Зачем похваляться какими-то прерогативами? зачем говорить: вот мы будем пирог есть, а вы, любезные соотечественники, обязываетесь в это время смотреть в оба и не пикнуть? зачем угрожать, пугать, дразниться? Какая выгода, какое удовольствие вам от того, что, покуда вы гремите тарелками, соотечественники ваши будут в паническом молчании таращить на вас глаза? Не приятнее ли, не в сто раз веселее ли было бы для вас самих, если б эти же самые соотечественники, во время вашей трапезы, потрясали воздух кликами ликования, предавались обычным невинным занятиям, суетились, ходили взад и вперед и даже… немножко шумели? Сообразите сами: ведь это ликование, этот шум — ведь это своего рода музыка; это движение, эта суета, этот вольный аллюр — своего рода приятнейший tableau de genre.[13] Недаром помещики добрые (они же и умные) в числе прочих удовольствий, приятных барскому сердцу, допускали хороводы, игры и вообще всякое невинное, хотя бы и шумное, излияние мужицкого веселонравия. Даже скотина — и та в стаде ест веселее, нежели в одиночку. А при том же поймите еще и то, что без говору, без суеты ничего путного нельзя произвести. Вы съедите один пирог, но вам же понадобится и другой — каким образом состряпают его эти люди, которые до того вами напуганы, что ничего другого не могут, кроме как в оцепенении ожидать, с которой стороны их хлопнет: по затылку или в лоб?

Я знаю, вы убеждены, что все это необходимо для того, чтобы утвердить в «посторонних людях» уважение к авторитету. Но понимаете ли вы сами всю непосильность взятой вами на себя задачи? Во-первых, вы, очевидно, смешиваете уважение к авторитету с испугом, потому что хотите утверждать первое механически, а механически утверждается только испуг. Во-вторых, как ни законно желание, чтобы авторитет был окружен уважением, но насколько же может содействовать этому дурная привычка дразниться? Ах, это именно дурная и вредная привычка! Дразнясь, вы искажаете собственные лица, которые, вследствие этого, делаются не только не внушительными, но просто-напросто смешными. Дразнясь, вы обращаете вашу мысль преимущественно к мелочам и упускаете из вида существенное. Дразнясь, вы больше оскорбляете, пробуждаете в сердцах несравненно большую массу горечи, нежели даже допуская прямые жестокости. Увы! вы слишком еще юны, чтобы понимать, как бесконечно подло положение человека, который понимает, что его можно бестрепетно дразнить! И как в миллион крат еще подлее положение того человека, который, пользуясь этою подлостью, все-таки продолжает дразниться. Размыслите же об этом, молодые люди, размыслите для вашей собственной пользы! Я знаю, что вы не любите думать (считаете «думанье» источником всякого зла), но на этот раз сделайте над собою усилие, подумайте! И я уверен, что вы без труда убедитесь, что вашими похвальбами, угрозами и подтягиванием вы не только не утверждаете, но даже прямо компрометируете, попираете ногами дорогой для вас принцип авторитета.

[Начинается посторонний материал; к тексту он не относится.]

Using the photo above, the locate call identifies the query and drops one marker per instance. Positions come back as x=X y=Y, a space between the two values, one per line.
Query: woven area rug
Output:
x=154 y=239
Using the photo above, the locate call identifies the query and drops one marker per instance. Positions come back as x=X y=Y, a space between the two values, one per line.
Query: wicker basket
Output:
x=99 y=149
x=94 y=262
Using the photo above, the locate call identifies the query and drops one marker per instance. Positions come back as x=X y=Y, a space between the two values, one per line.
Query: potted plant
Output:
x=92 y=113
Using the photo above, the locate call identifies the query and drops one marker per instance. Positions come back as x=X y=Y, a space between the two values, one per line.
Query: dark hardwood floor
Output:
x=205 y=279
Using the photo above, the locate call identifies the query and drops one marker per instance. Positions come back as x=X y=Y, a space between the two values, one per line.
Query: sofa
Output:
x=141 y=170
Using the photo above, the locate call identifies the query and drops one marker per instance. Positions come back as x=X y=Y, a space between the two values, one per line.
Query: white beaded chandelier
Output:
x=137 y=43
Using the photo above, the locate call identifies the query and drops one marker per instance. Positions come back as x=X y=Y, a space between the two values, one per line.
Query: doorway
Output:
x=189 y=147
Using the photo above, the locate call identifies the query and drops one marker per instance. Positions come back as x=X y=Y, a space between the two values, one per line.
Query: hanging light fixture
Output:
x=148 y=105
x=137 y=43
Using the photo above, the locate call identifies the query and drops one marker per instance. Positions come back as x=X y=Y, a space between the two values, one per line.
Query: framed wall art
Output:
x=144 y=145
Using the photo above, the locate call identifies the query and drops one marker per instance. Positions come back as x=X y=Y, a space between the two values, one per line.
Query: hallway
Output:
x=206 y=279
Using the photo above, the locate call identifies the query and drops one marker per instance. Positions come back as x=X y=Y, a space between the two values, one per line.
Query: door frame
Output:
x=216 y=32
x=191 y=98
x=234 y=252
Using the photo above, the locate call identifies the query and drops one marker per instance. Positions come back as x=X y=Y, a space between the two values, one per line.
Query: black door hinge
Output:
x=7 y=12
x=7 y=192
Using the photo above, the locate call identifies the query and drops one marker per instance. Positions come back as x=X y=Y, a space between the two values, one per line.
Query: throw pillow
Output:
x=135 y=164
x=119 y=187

Не могу не рассказать по этому случаю одного происшествия, которому я сам был когда-то свидетелем. Был у меня, во времена крепостного права, знакомый помещик, человек не жадный, не жестокий, но, на свое горе, идейный. Всякие идеи приходили ему в голову в часы досуга, и между прочим идея об утверждении помещичьего авторитета в родном селе Загибалове. С чего он вдруг взял, что авторитет его недостаточно прочен, — этого я, за давнопрошедшим временем, не упомню; помню только, что он беспрерывно твердил: «надо, mon cher,[14] непременно надо это устроить! распущены они! черт знает до чего распущены!» И еще помню, что распущенность, как видно было из его слов, преимущественно заключалась в том, что мужики не особенно сторожко относились к нему, когда он проходил по селу. А он таки любил пройтись гоголем по сельской улице, а в особенности любил, чтобы мужик издалека увидел его и, издалека же сняв шапку, приветствовал его приближение поясным поклоном.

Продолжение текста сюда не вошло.